Following Belgian model Hanne Gaby Odiele revealing that she is intersex, a lot of people were left wondering what that term actually means. According to the Intersex Society of North America, intersex is an umbrella term used to describe "a variety of conditions in which a person is born with a reproductive or sexual anatomy that doesn't seem to fit the typical [binary] definitions of female or male." Below, we break it down with a few commonly asked questions.
What are examples of intersex?
As the ISNA explained, there are many variations of intersex. A person may appear to be female at birth, but they have mostly male-typical anatomy internally. Another example is that a person's genitals may fall in between the usual male and female types, such as a girl born without a vaginal opening or a boy born with a divided scrotum that resembles labia. A third possible example of intersex is that some cells my contain XX chromosomes while others contain XY.
Supermodel Odiele was born with undescended testes, which were removed surgically at age 10.
Are people born intersex?
Although these characteristics can be found at birth, some people may not notice them until later stages of their lives, such as when they go through puberty or discover that they're infertile. "Some people live and die with intersex anatomy without anyone (including themselves) ever knowing," the ISNA explained on its website.

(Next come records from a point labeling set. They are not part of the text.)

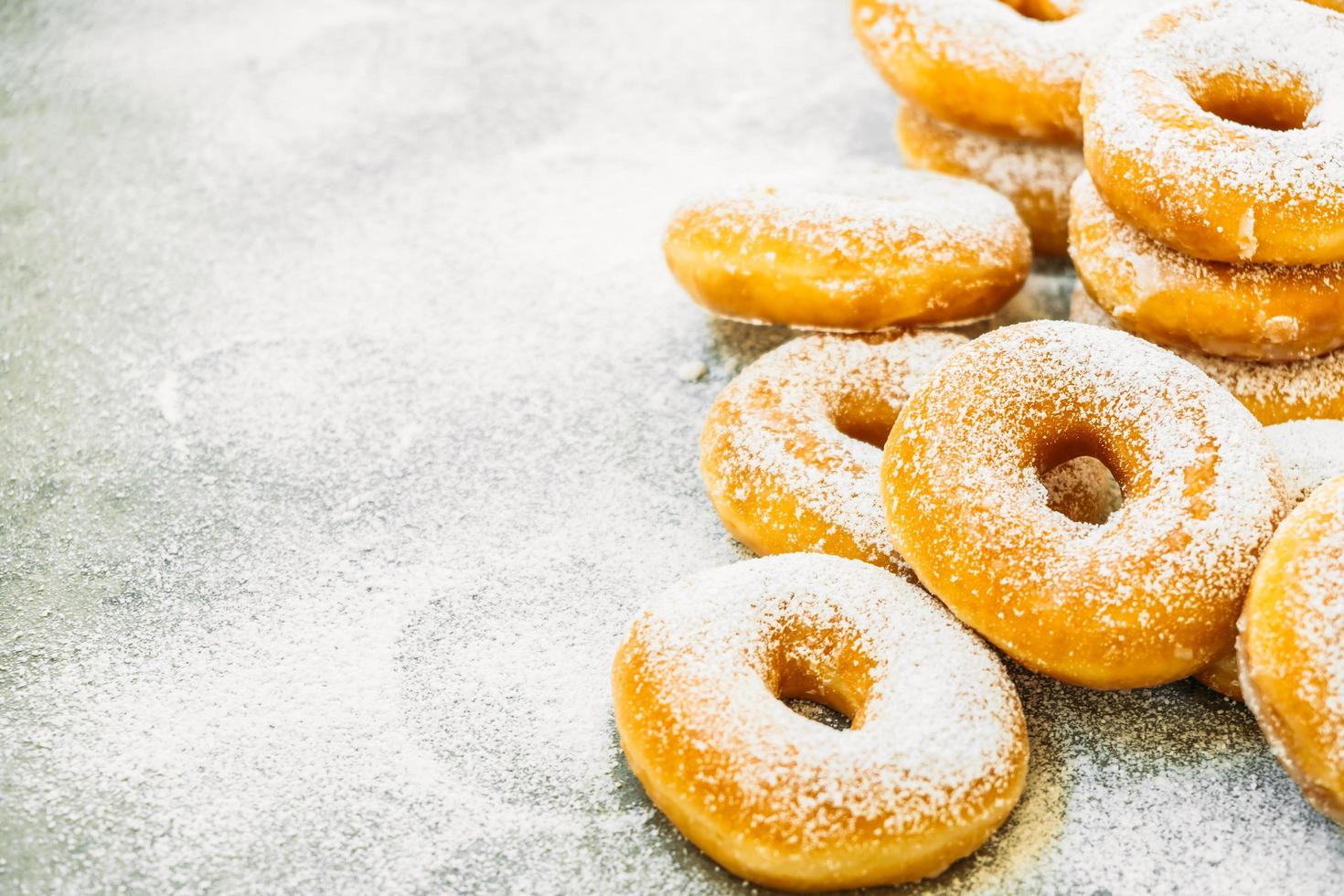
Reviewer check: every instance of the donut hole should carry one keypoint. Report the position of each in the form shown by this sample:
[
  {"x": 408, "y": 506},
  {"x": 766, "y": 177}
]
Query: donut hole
[
  {"x": 820, "y": 673},
  {"x": 1083, "y": 488},
  {"x": 818, "y": 712},
  {"x": 864, "y": 418},
  {"x": 1254, "y": 103},
  {"x": 1043, "y": 10}
]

How common is being intersex?
Up to 1.7 percent of the population is born with intersex traits, according to Free & Equal, a United Nations campaign for LGBT equality. To put this number in perspective, it's roughly comparable to the number of red-haired people.
How does being intersex affect children at a young age?
The biggest issue related to the lack of understanding of intersex is that many children are forced to undergo surgical procedures to make their genitals appear more male or female. When these nonconsensual surgeries are performed on kids, long-term impacts can include infertility and dependence on hormone replacements later in life. Supermodel Odiele and other intersex advocates are speaking out about the emotional and physical trauma associated with the procedure she underwent to conform to an anatomical gender. Odiele told USA Today, "I am proud to be intersex, but very angry that these surgeries are still happening."